Cosmosiin Increases ADAM10 Expression via Mechanisms Involving 5’UTR and PI3K Signaling

The α-secretase “a disintegrin and metalloproteinase domain-containing protein” (ADAM10) is involved in the processing of amyloid precursor protein (APP). Up-regulation of ADAM10 precludes the generation of neurotoxic β-amyloid protein (Aβ) and represents a plausible therapeutic strategy for Alzheimer’s disease (AD). To explore the potential compounds that could promote ADAM10 expression, we have performed high-throughput small-molecule screening in SH-SY5Y (human neuroblastoma) cells that stably expressed luciferase reporter gene driven by ADAM10 promoter, in which 5-untranslated region (5’UTR) was included. This has led to the discovery of cosmosiin (apigenin 7-O-β-glucoside). Here we report that in human cell lines (SH-SY5Y and HEK293), cosmosiin proportionally increased the immature and mature forms of ADAM10 protein, without altering mRNA level. This effect was attenuated by translation inhibitors or by deleting 5’UTR of ADAM10, suggesting a translational mechanism. Further luciferase assay revealed that the first 144 nucleotides of 5’UTR were necessary to mediate cosmosiin enhancement of ADAM10 activity in SH-SY5Y cells.
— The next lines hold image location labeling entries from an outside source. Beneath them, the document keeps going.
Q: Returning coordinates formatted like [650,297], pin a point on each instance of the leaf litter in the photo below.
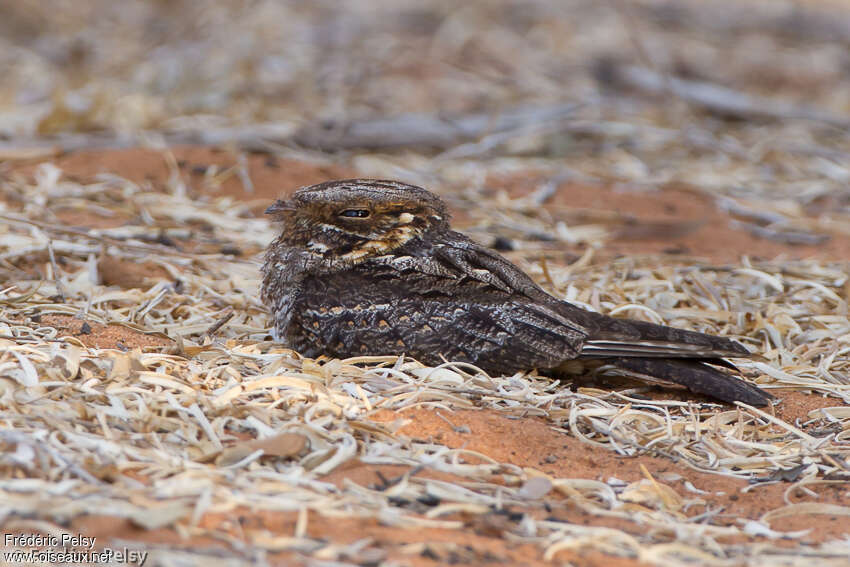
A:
[215,416]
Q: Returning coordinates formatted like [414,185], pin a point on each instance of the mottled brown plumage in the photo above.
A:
[366,267]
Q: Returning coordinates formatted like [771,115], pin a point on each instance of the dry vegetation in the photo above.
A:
[142,401]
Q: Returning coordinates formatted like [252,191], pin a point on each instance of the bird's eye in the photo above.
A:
[355,213]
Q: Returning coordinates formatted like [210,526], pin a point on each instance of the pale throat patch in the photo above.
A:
[395,238]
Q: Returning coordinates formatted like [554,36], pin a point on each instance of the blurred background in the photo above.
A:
[87,65]
[743,100]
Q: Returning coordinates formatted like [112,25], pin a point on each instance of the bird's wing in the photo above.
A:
[469,307]
[606,336]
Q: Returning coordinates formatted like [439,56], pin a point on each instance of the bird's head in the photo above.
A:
[351,220]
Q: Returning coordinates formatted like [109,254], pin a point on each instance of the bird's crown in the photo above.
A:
[353,219]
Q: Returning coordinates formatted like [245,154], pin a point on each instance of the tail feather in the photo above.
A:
[697,377]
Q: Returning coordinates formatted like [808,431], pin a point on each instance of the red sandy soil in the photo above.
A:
[698,229]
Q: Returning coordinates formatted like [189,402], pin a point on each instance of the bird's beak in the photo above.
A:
[279,206]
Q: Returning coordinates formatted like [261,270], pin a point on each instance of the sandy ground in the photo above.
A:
[670,220]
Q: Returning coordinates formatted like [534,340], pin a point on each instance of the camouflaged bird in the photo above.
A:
[368,267]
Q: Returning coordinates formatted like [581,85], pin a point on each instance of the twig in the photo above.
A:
[229,313]
[55,229]
[713,97]
[60,289]
[429,130]
[783,236]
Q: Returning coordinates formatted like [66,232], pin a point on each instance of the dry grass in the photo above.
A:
[161,435]
[207,416]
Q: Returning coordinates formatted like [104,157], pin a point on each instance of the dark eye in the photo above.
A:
[355,213]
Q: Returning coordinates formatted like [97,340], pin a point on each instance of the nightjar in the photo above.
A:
[368,267]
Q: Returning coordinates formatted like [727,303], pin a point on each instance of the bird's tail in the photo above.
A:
[696,376]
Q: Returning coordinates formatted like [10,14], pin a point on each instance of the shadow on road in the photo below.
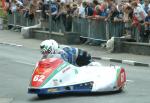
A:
[66,95]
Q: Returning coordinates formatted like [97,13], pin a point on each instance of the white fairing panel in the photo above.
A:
[104,78]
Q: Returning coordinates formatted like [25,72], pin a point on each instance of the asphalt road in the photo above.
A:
[17,64]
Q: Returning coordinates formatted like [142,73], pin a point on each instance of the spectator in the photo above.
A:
[146,5]
[127,19]
[138,19]
[138,12]
[82,10]
[112,10]
[147,25]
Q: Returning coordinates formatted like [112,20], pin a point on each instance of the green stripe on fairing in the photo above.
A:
[55,72]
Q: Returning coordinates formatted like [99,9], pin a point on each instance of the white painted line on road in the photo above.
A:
[6,100]
[22,62]
[105,58]
[128,62]
[11,44]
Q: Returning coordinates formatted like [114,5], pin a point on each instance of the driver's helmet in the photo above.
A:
[49,46]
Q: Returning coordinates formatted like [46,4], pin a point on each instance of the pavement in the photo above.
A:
[12,38]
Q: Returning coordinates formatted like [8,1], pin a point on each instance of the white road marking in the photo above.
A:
[130,81]
[6,100]
[22,62]
[11,44]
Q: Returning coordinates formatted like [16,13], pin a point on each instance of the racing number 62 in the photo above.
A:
[38,78]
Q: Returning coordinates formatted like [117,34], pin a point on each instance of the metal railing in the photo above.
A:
[88,28]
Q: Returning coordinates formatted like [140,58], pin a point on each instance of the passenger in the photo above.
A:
[69,54]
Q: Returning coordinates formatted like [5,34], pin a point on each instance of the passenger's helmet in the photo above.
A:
[49,46]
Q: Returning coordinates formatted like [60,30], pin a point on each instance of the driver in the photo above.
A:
[72,55]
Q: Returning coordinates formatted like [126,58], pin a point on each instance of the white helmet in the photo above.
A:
[49,46]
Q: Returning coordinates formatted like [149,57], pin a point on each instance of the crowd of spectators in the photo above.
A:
[134,13]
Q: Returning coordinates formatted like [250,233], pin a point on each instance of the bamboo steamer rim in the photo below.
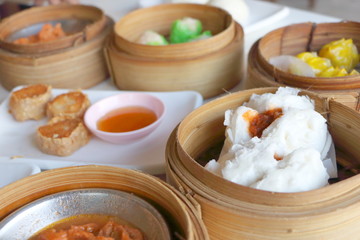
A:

Accordingly, cosmosiin failed to increase ADAM10 protein in murine cells, which lack native expression of the ADAM10 transcript with the 5’UTR element identified. The potential signaling pathway might involve PI3K, as pharmacological inhibition of PI3K attenuated cosmosiin effect on ADAM10 protein. Finally, cosmosiin attenuated endogenous Aβ generation as Aβ40/42 level was significantly reduced. Collectively, the first 144 nucleotides of 5’UTR and PI3K signaling were involved in cosmosiin enhancement of ADAM10 protein. These results suggested that cosmosiin exhibits a therapeutic potential for AD.